Benchmarking to measure performance

src/uu/split/BENCHMARKING.md

0.8.01.9 KB
Original Source
<!-- spell-checker:ignore testfile -->

Benchmarking to measure performance

To compare the performance of the uutils version of split with the GNU version of split, you can use a benchmarking tool like hyperfine. On Ubuntu 18.04 or later, you can install hyperfine by running

sudo apt-get install hyperfine

Next, build the split binary under the release profile:

cargo build --release -p uu_split

Now, get a text file to test split on. The split program has three main modes of operation: chunk by lines, chunk by bytes, and chunk by lines with a byte limit. You may want to test the performance of split with various shapes and sizes of input files and under various modes of operation.

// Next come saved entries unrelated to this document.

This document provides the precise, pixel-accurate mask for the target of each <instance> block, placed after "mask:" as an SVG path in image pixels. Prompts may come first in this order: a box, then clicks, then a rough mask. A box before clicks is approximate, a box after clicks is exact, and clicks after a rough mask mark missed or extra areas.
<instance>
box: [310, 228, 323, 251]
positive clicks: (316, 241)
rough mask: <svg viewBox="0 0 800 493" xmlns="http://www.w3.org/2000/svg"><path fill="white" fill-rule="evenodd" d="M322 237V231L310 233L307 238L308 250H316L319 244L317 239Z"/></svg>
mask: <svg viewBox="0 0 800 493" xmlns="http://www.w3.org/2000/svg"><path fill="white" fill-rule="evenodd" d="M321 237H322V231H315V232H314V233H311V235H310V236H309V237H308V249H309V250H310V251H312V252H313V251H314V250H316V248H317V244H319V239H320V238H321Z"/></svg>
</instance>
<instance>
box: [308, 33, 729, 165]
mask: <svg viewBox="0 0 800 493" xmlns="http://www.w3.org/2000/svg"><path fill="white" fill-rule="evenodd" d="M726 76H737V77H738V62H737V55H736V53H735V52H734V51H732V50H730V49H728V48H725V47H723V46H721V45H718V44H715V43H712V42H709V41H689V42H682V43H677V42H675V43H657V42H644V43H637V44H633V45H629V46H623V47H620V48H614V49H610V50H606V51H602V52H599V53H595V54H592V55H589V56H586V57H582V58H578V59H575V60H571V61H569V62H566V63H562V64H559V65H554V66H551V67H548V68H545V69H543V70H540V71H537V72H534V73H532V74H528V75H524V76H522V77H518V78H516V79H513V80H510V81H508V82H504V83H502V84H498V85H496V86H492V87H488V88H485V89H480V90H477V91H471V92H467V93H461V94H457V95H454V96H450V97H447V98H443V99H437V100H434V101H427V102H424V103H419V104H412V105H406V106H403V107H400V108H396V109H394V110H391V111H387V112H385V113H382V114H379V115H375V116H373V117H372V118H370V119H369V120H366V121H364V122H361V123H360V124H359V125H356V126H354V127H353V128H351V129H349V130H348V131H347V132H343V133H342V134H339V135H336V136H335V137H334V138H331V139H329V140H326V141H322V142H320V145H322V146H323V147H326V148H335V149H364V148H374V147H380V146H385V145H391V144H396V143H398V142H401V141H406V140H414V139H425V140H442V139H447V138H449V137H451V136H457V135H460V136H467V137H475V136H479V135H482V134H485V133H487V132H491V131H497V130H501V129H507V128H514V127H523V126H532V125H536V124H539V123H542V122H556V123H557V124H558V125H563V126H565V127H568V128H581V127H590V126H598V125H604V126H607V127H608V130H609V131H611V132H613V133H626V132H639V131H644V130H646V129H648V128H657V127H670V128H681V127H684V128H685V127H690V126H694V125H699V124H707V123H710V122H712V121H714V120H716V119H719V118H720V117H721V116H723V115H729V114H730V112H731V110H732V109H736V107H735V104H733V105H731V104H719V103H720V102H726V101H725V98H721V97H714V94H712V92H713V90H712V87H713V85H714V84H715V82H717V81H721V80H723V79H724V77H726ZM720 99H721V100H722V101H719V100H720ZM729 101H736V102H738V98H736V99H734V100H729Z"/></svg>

For example, to test chunking by bytes on a large input file, you can create a file named testfile.txt containing one million null bytes like this:

printf "%0.s\0" {1..1000000} > testfile.txt

For another example, to test chunking by bytes on a large real-world input file, you could download a database dump of Wikidata or some related files that the Wikimedia project provides. For example, this file contains about 130 million lines.

Finally, you can compare the performance of the two versions of split by running, for example,

cd /tmp && hyperfine \
   --prepare 'rm x* || true' \
   "split -b 1000 testfile.txt" \
   "target/release/split -b 1000 testfile.txt"

Since split creates a lot of files on the filesystem, I recommend changing to the /tmp directory before running the benchmark. The --prepare argument to hyperfine runs a specified command before each timing run. We specify rm x* || true so that the output files from the previous run of split are removed before each run begins.